Gabe sat on the floor. It seemed more companionable than sitting high up at the kitchen table. The Envoy went on fizzing.

“How do ambassadors talk to each other?” Gabe asked. “Nobody's ever answered our radio signals.”

“Radio signals are slow,” the Envoy said. “No, that's not true at all. Radio signals are very fast and travel just as quickly as light does. But the closest solar system is four light-years away, so light takes four local years to get there. If you wanted to have a talk with someone in that system, and both of you used radios, then that conversation would take too long. ‘Hello?' you might start out saying. ‘Hello!' they might answer, and already eight years are gone by the time you hear their answer.
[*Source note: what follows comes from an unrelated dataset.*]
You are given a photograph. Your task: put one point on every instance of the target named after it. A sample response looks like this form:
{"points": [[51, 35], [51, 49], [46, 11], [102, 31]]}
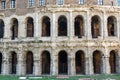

Ambassadors should be young—or at least
neotenous
—and at that rate you'd be very old before you finished with introductory small talk. Ambassadors must also have dealings with worlds very much farther away, hundreds and thousands of light-years distant. We don't have time to wait hundreds and thousands of years between one ‘hello' and another, so we never bother to use such things as radio.”

“What does
neotenous
mean?” Gabe asked.

“Species who keep childish traits in adulthood are neotenous,” the Envoy said. “Curiosity, the ability to learn new things and form new social connections—these are neotenous traits. Some humans are like this. Others become grumpy, solitary, and inflexible as they get older.”

“Got it,” said Gabe. He mulled over the definition for
a bit. “So how do we talk to each other if the speed of light is still too slow?”

“Nothing travels faster than light,” the Envoy said. “Nothing but the Machinae, and I don't know how they manage it.” It grinned its wide and unsettling grin. “But some dimensions curl in over each other, such that everything within them exists at a single point with no space in between. There are places where that first Big Bang never banged, where all things are still very close together, and
that's
where communication bounces between worlds. That's where it can be entangled such that there's no actual distance for it to travel through.”

Gabe stared at the Envoy and the fizzing baking soda inside it.

“Did that make sense to you?” the Envoy asked.

“It
sounded
like it made sense,” Gabe said carefully. “I'd like to just pretend that it did and move on. Maybe it'll sink in later.”

The Envoy changed color, rapidly alternating between shades of purple. This meant that it felt impatient—not with Gabe but with itself. “Let me show you the basement. I can explain this better if first I show you the basement.”

“Why?” Gabe asked. “What's in the basement?”

“I spent hours down there waiting for the chance
to talk to you,” the Envoy said. “While I waited, I dismantled and repurposed much of the machinery I found.”

“You did
what
 ?”

“Come see.” The Envoy oozed out of the room.

Gabe warily followed it down to the basement, where he stood and gaped at the state of things.

The Envoy had taken apart the dryer and washing machine, rebuilt both at opposite ends of the room, and combined them with parts from a broken television. None of these things actually belonged to Gabe's family. The landlord would be annoyed.

“I've built a device of entanglement for you!” the Envoy announced in a triumphant way. “I've done this many times before for every ambassador, improvising with different materials each time. Usually it takes longer than just a few hours to build—especially underwater—but I've become very good at it.”